David Bowie certainly knew a lot about changing and so do offices. Decade after decade, we’ve seen changes in the office landscape (check out Wired’s Evolution of Office Spaces). Employers often look for ways to boost or maintain employee morale, productivity, teamwork and autonomy all at the same time. Office planning is one of the first places where they start.

When trying to create the “right” environment for their office, many employers look to current trends in office planning. One of the biggest trends right now is to “open” up the office by removing the cubicle walls that were ever-so-popular in the 80s and 90s.

Open office spaces (think  “modern Mad Men ‘bullpen’”)  are generally created to encourage teamwork and to observe and learn from others.
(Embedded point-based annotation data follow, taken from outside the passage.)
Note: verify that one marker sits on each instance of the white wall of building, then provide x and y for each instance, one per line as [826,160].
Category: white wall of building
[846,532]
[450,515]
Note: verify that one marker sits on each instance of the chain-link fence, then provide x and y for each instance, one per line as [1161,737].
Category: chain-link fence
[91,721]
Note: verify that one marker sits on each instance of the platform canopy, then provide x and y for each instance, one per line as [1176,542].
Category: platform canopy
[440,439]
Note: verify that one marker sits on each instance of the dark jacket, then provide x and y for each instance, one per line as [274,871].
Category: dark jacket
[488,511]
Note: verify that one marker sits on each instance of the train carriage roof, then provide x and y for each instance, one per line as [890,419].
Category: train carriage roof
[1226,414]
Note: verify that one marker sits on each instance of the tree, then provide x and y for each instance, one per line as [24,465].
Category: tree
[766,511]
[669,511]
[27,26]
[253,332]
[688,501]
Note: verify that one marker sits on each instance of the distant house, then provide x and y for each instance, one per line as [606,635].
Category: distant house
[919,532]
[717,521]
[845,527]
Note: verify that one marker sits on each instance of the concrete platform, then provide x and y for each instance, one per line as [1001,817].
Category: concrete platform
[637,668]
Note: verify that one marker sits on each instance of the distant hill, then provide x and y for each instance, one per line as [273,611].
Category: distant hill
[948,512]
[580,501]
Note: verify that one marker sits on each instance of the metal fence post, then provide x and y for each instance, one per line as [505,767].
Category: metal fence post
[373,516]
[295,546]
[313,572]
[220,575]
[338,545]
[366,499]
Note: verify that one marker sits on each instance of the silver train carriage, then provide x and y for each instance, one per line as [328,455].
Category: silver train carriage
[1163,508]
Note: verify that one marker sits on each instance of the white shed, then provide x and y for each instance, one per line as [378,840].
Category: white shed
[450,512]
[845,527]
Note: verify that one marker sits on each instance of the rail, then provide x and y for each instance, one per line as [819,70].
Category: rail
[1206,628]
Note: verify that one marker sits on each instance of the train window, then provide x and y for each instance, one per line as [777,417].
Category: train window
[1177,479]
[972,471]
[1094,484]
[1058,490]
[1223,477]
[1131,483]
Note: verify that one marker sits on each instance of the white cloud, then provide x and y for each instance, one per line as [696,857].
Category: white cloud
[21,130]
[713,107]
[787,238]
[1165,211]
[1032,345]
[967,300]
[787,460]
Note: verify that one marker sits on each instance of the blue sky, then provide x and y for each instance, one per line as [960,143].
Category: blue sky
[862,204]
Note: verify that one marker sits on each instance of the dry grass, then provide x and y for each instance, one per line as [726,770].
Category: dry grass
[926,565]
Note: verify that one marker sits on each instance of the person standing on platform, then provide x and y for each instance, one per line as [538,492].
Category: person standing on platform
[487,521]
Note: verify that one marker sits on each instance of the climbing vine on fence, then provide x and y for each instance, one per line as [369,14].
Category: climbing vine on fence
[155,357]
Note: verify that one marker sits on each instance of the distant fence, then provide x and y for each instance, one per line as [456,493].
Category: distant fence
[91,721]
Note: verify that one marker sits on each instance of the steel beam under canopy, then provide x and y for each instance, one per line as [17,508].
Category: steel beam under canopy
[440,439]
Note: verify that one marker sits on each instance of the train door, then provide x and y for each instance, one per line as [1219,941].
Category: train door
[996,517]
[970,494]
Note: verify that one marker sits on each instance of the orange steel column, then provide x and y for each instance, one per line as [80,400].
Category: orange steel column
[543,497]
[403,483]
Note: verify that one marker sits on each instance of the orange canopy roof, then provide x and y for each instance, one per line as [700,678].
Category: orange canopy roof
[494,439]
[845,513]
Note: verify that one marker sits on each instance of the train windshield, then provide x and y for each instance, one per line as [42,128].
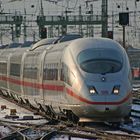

It’s important to get open office planning right (i.e., striking the right balance of openness and privacy), as companies want to promote communication, but also prevent distraction. Workspace Design Magazine also sheds light on different challenges and solutions for employees and office designers in their article entitled, “Change is Changing — The Next Workspace.”

Another change in the office landscape is not having offices at all. Many people work from home nowadays and are fully-capable of doing so. Due to the advances in teleworking software and the widespread use of email, it is easier than ever for employees to stay connected with colleagues and clients without even stepping into a physical office space.

For those stay-at-home employees and freelancers who still desire to be in an office every once and awhile, shared office spaces (aka coworking) have risen in popularity due to practical concerns over economics and desired flexible work environments, as well as improved efficiency for teams and employees that work alone. Often times, freelancers work by themselves so regularly that they crave the vibe of working in a collaborative environment and need a change of scenery. Coworking spaces are just the cure for their working-alone blues.